Empezaba diciendo que en estos días celebro mis bodas de plata con la Real Isla de León, San Fernando. Sirvan estas palabras como declaración de amor hacia una ciudad y una tierra que me han dado la oportunidad de ser feliz.
Ramón Luque Sánchez
ay teneis gaditanos amargaos que viviis en la isla y la ctiticais.no todo er mundo puede vivir en la isla.
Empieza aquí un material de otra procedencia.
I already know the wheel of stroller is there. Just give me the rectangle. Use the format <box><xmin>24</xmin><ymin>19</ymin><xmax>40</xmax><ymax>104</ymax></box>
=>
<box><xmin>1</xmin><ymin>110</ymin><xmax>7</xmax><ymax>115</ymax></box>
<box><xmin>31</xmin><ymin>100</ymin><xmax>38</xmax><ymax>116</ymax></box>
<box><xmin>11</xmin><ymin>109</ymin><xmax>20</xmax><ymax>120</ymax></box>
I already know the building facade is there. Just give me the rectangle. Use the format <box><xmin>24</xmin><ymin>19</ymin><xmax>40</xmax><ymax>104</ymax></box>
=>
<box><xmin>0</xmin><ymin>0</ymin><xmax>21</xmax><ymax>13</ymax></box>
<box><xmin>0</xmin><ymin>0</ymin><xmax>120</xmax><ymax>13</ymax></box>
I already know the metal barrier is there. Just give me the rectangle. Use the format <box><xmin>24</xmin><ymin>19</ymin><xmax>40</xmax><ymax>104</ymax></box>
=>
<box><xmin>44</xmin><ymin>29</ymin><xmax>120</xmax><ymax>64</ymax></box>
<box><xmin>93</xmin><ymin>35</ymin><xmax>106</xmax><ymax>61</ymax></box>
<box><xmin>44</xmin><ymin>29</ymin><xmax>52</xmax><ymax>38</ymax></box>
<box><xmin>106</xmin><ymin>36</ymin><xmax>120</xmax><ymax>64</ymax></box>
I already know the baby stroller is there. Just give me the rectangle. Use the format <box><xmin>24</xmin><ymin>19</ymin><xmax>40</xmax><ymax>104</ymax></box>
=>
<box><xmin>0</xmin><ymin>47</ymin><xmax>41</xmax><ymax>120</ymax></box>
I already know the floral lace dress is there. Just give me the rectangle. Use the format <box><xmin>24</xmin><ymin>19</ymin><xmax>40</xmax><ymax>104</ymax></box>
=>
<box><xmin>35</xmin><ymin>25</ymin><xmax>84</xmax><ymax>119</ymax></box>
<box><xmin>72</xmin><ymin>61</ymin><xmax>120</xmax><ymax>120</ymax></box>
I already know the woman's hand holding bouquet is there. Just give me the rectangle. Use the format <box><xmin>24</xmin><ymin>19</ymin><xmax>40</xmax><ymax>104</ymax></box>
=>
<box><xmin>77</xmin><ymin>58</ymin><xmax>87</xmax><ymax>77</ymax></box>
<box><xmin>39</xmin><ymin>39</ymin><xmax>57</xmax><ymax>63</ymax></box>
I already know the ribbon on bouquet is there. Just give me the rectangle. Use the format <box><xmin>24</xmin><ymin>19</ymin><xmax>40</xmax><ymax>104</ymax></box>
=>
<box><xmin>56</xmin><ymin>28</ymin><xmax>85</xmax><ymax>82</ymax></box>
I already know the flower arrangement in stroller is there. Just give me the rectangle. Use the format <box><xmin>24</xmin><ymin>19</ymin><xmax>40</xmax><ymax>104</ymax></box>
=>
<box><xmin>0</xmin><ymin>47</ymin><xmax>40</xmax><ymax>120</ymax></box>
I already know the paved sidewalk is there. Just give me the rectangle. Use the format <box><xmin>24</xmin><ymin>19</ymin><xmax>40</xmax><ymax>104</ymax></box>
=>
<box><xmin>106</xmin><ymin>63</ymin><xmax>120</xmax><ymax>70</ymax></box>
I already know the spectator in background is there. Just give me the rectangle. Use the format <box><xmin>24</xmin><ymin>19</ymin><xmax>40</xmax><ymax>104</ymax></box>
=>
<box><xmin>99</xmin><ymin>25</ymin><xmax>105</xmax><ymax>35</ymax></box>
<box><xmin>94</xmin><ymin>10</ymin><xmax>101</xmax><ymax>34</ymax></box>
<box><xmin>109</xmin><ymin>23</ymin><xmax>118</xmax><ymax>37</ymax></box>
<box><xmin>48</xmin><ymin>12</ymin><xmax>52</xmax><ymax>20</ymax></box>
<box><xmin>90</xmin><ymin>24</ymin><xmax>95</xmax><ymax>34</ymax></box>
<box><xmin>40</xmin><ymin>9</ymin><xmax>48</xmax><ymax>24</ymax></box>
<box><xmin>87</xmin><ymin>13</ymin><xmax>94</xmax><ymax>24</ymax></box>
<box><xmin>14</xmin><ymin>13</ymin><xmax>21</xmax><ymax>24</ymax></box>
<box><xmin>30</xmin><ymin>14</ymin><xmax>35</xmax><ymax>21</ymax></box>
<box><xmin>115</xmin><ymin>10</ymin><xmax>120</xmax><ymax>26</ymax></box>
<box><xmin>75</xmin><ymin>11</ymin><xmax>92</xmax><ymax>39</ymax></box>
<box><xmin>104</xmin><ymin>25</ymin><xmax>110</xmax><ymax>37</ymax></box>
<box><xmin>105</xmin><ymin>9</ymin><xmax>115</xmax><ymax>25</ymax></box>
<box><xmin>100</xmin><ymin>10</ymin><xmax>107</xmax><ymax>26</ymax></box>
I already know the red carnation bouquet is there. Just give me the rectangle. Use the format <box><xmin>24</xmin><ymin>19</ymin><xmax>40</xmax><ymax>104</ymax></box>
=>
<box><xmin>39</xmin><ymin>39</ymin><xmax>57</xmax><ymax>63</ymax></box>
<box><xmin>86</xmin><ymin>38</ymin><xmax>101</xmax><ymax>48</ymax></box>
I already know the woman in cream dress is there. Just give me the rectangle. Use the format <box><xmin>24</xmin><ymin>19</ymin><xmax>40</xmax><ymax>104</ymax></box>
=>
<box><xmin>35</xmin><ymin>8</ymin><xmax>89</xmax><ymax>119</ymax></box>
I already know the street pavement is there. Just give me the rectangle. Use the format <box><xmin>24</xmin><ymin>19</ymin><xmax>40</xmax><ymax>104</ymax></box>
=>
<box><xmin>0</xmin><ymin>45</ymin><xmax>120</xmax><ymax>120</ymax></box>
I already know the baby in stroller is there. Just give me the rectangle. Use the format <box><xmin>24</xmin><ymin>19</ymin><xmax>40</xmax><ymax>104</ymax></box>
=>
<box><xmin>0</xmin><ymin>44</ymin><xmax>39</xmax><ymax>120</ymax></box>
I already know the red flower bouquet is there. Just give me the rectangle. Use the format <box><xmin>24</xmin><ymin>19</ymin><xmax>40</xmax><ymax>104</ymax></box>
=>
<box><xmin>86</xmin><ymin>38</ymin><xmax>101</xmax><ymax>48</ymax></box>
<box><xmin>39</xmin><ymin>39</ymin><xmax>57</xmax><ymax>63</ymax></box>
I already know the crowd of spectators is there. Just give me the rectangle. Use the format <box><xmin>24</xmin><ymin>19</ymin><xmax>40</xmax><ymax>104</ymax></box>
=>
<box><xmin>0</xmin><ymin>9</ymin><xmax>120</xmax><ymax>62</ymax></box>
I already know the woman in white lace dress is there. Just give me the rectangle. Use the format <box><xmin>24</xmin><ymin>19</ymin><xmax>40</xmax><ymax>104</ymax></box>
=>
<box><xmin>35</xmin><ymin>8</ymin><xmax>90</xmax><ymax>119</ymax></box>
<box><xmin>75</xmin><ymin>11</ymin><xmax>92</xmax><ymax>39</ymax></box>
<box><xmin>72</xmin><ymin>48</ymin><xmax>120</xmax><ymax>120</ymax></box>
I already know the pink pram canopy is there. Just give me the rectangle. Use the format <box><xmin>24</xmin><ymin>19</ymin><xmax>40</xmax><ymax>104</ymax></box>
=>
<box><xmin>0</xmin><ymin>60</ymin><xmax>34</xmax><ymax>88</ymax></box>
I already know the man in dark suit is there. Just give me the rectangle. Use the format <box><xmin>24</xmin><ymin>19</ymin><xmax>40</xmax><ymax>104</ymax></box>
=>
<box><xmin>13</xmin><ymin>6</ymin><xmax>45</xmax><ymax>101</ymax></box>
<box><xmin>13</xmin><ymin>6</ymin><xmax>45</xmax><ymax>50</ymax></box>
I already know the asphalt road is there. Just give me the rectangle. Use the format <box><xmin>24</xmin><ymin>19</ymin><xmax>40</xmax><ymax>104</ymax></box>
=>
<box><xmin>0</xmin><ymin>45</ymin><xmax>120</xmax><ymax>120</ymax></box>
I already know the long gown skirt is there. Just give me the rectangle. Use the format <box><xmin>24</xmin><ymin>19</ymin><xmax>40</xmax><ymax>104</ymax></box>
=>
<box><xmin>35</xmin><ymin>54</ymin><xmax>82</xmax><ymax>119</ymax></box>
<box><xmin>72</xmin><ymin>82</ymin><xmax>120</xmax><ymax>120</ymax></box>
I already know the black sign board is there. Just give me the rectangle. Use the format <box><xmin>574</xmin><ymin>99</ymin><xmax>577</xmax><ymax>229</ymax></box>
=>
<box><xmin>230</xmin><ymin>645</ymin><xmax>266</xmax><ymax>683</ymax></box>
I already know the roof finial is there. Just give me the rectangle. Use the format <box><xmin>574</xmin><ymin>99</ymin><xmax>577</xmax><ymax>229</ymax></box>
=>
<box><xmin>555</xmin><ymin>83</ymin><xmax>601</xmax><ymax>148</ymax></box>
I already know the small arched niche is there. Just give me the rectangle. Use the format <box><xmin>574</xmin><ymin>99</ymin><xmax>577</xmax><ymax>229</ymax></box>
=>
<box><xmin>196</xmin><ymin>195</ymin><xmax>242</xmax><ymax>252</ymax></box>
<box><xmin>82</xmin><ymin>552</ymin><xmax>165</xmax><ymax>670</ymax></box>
Para poner un comentario como el que has publicado, mejor ni te molestes. Parece mentira que en los tiempos que corren todavía se tenga esa mentalidad tan pueblerina. Por cierto, en la isla vive quien quiere, y tiene dinero para comprar algo, como fue mi caso, que llevo 16 años aquí y soy de Cádiz. Y criticaré lo que , en mi opinión, esta mal de la ciudad, al igual que lo hago de Cádiz. A ver si ahora vas a venir tu a decir quien puede vivir aquí, y de que se puede hablar !!!